Greenpeace Germania ha pubblicato un report dedicato alle condizioni lavorative e alle norme ambientali dei marchi fast fashion, un’industria che vale milioni di dollari, estremamente nociva per il benessere del nostro pianeta e per le vite di migliaia di lavoratori.
Il report, in particolare, si concentra sul greenwashing dell’industria: il greenwashing comprende tutte quelle strategie di marketing e comunicazione che propongono un ecologismo di facciata, senza però introdurre manovre efficaci per regolare le politiche dei singoli marchi o delle realtà di produzione intensiva.
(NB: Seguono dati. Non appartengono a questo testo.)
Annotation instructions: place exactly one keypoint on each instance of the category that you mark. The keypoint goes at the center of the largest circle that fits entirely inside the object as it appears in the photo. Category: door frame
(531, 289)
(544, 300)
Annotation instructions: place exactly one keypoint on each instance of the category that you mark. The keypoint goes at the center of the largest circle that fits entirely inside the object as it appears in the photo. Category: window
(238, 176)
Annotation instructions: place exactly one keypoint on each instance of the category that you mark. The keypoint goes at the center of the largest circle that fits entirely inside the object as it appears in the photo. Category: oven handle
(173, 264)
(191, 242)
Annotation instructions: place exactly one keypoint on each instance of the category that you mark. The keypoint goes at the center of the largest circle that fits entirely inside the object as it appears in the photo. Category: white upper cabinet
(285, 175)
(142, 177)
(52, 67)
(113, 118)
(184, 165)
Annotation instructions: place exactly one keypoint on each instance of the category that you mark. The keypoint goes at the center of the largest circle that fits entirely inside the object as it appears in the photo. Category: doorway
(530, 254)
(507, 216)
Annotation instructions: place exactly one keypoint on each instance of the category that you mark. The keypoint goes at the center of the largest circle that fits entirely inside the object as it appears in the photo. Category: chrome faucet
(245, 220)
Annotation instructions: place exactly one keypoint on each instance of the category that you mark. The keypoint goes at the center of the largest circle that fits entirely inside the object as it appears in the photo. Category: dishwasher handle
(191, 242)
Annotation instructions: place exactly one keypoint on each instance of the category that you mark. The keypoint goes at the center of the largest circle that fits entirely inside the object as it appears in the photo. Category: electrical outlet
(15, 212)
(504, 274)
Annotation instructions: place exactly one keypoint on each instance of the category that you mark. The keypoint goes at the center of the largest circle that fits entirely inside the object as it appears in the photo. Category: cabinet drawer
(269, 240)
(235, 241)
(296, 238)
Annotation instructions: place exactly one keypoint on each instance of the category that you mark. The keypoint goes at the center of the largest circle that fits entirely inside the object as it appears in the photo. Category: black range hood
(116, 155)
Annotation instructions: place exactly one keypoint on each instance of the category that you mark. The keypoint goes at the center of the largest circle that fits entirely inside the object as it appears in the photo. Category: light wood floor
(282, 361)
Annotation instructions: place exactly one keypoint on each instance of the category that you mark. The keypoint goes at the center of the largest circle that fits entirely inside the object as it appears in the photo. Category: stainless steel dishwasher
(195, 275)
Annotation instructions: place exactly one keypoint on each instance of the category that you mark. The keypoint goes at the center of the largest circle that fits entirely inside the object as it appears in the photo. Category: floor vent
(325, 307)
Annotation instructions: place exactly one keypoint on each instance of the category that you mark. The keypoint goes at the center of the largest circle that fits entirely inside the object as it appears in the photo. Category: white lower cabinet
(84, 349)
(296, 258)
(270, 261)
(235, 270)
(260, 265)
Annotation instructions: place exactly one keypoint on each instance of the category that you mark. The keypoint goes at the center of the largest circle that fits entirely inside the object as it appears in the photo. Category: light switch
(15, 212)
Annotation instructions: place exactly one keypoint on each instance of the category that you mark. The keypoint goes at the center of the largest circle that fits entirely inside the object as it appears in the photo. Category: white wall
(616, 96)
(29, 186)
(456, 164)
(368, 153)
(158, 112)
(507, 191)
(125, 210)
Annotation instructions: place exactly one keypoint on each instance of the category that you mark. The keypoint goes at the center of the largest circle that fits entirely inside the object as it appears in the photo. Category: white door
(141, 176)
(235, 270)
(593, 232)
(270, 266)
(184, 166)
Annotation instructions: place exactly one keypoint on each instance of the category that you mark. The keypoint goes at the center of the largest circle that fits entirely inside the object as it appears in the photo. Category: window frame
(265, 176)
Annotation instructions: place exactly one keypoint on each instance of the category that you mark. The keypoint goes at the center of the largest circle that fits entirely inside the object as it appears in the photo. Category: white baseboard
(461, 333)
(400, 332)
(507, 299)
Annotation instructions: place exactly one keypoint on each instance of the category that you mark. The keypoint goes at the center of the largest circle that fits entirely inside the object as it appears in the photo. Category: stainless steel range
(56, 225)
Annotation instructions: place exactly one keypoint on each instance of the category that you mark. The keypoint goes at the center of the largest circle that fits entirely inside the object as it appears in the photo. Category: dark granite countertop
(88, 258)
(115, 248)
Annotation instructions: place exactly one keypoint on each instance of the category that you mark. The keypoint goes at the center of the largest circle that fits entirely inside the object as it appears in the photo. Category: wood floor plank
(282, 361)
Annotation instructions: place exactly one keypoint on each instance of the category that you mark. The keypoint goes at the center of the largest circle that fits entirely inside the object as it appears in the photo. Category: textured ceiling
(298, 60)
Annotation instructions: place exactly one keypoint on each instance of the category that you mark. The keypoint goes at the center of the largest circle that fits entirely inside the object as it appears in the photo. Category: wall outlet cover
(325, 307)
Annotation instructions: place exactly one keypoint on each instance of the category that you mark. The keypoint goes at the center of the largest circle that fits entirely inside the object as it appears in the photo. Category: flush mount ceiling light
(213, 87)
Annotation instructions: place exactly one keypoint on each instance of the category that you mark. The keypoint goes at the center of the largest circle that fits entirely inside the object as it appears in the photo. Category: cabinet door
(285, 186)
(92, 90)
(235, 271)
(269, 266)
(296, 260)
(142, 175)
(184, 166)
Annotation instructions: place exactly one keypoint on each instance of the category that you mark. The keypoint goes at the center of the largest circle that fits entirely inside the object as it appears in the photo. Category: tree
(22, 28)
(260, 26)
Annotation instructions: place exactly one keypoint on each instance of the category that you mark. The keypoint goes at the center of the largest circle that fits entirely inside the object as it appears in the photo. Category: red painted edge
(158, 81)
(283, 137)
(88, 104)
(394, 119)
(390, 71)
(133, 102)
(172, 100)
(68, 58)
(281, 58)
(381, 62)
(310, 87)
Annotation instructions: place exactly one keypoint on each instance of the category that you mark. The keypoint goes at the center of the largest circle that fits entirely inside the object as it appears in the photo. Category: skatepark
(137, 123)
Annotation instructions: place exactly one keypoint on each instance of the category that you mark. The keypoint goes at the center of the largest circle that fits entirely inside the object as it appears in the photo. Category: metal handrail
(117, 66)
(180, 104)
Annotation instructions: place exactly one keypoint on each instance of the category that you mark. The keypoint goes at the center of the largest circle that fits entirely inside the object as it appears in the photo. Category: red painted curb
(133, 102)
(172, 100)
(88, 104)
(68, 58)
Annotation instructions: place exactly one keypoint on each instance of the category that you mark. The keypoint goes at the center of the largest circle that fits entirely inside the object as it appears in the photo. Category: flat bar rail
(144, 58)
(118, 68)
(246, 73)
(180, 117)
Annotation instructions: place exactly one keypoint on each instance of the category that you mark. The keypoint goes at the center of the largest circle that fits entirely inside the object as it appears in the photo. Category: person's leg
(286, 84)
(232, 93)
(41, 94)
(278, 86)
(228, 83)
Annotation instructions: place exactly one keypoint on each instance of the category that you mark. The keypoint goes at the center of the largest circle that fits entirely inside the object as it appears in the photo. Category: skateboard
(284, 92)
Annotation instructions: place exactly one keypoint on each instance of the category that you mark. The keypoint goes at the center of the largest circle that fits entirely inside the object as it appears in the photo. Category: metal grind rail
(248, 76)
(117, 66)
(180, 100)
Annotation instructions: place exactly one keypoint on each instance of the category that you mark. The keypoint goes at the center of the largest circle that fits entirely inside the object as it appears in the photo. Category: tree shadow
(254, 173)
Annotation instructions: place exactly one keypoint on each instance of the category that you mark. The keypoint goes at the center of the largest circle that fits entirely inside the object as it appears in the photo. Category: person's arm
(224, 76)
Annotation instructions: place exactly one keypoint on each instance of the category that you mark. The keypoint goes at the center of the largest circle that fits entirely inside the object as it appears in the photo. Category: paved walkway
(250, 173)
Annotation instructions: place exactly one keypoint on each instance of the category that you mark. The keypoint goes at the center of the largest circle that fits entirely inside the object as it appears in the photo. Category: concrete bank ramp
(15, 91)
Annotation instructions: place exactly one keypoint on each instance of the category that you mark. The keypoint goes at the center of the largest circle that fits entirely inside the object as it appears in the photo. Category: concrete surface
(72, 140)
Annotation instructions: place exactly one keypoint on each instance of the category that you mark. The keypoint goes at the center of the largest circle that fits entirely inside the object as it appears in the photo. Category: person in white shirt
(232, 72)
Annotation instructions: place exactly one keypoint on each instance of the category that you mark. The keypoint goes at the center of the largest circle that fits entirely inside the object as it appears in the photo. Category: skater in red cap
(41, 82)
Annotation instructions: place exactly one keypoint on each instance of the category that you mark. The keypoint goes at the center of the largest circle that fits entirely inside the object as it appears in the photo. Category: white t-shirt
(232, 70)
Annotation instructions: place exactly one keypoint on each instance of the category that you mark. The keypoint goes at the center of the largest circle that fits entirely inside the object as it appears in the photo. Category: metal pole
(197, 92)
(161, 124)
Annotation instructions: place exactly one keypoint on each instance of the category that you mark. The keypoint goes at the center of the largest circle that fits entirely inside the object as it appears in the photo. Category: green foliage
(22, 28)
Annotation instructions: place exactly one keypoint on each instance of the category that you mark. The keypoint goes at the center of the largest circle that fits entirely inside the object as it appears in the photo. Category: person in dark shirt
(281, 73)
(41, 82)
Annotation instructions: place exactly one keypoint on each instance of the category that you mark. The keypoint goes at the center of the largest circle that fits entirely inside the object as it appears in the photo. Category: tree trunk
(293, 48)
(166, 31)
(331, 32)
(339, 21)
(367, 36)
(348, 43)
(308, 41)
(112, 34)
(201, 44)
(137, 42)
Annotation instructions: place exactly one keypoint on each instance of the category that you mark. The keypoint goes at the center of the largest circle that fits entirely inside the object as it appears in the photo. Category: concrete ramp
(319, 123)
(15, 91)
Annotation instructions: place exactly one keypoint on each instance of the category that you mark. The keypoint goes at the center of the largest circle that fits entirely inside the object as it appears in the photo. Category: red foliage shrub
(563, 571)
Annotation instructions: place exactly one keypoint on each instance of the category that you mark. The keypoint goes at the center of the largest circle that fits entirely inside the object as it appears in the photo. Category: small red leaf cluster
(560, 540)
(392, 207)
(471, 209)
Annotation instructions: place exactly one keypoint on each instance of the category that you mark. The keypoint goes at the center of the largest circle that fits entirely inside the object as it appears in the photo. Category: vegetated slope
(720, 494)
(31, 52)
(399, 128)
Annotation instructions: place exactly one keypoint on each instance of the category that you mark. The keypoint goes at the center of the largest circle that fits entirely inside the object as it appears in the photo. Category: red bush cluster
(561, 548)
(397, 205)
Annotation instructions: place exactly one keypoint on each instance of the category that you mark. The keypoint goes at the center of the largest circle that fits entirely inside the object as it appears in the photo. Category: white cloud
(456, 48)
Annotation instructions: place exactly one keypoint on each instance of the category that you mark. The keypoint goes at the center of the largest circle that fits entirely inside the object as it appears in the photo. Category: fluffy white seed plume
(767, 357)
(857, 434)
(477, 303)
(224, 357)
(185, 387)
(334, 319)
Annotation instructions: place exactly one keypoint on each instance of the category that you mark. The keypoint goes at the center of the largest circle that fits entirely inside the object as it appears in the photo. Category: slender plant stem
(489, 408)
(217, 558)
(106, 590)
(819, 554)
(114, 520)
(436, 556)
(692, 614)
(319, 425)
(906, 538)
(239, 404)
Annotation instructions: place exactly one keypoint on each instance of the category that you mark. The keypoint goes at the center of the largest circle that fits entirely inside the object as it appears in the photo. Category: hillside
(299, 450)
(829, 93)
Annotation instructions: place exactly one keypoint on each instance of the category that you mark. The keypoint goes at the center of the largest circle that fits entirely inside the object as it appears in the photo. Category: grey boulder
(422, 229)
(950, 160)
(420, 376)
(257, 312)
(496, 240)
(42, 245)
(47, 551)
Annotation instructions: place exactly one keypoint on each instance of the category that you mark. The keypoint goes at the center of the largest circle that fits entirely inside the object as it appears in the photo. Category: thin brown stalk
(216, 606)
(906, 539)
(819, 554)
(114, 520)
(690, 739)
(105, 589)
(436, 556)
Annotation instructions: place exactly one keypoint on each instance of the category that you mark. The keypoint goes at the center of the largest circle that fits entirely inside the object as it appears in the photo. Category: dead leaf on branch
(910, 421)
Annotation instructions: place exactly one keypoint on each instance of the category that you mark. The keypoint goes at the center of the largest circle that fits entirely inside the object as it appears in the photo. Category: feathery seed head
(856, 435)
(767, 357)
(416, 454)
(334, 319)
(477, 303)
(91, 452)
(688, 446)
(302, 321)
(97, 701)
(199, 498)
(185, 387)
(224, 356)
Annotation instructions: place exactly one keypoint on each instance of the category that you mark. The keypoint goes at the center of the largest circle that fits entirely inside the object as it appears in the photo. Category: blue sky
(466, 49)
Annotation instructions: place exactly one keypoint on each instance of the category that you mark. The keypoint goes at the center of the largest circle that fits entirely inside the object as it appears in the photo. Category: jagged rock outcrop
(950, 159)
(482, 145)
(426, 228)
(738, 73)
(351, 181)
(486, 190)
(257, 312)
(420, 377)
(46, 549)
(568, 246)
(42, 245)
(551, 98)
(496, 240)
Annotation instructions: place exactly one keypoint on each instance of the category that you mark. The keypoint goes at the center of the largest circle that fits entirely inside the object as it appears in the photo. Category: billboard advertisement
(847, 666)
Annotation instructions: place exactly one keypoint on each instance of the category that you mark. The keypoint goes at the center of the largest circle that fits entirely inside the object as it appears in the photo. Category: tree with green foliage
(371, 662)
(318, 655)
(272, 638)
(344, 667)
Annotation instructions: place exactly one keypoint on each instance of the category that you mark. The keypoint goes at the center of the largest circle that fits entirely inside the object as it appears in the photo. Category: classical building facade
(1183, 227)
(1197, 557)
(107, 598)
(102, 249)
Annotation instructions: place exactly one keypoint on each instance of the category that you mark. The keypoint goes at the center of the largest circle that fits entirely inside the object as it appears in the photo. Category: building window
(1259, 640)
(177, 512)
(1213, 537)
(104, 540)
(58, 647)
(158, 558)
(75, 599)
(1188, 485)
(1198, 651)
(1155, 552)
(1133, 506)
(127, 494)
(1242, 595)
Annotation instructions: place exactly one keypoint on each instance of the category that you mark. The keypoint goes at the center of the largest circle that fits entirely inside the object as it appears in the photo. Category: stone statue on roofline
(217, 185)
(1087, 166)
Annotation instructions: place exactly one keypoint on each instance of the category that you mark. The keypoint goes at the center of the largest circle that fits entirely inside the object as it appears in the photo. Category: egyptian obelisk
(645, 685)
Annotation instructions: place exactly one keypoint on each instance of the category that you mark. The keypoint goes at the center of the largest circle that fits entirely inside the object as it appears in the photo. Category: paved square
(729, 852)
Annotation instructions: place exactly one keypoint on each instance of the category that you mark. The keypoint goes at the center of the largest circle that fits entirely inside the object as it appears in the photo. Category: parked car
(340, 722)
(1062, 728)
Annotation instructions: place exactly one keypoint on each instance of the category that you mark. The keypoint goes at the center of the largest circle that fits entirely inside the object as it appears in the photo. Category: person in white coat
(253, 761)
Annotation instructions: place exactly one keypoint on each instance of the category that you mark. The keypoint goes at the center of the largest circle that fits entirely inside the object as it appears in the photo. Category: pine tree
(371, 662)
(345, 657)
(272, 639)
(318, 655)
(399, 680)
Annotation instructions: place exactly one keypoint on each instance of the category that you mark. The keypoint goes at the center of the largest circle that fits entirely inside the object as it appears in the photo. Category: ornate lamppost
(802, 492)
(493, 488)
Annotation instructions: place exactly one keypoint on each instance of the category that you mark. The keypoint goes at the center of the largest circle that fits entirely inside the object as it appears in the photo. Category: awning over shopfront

Greenpeace Germania ha voluto esplorare questo tema attuale e controverso per ricordare la tragedia di Rana Plaza, una delle conseguenze più tragiche del consumismo eccessivo e dello sfruttamento industriale incontrollato.
“Anche dieci anni dopo il Rana Plaza, l’industria della moda continua a sfruttare le persone e a distruggere l’ambiente“, spiega Viola Wohlgemuth, esperta di protezione delle risorse di Greenpeace. “Pubblicizzare la sostenibilità su un’etichetta, quando volumi crescenti di vestiti sono fatti di plastica usa e getta in condizioni di lavoro catastrofiche è solo greenwashing”.
Secondo il report, raramente la promozione di un atteggiamento green da parte dei brand fast-fashion più influenti corrisponde a un effettivo impegno ecologico e sociale: per misurare l’impatto effettivo di queste realtà industriali, Greenpeace Germania si è concentrata sul misurare l’uso di sostanze chimiche (grazie ai dati registrati nelle acque delle fabbriche) e il benessere dei lavoratori, calibrato in base a salari di sussistenza e all’accesso ai dati sulle catene di approvvigionamento.
I risultati dipingono un quadro di sovrapproduzione di plastiche e materiali sintetici, estremamente tossici per l’ambiente e, spesso, anche per chi li crea.
“Invece di vestiti di plastica di nuova produzione e greenwash, i consumatori hanno davvero bisogno di opzioni come noleggiare vestiti, comprarli di seconda mano e riparare e riusare i propri: una vera sostenibilità che deve diventare lo standard”, afferma Wohlgemuth.
Tra i brand meno sostenibili e verdi individuati dal report troviamo Benetton Green Bee, Calzedonia Group, Decathlon Ecodesign, H&M Conscious, Mango Committed e Zara Join Life.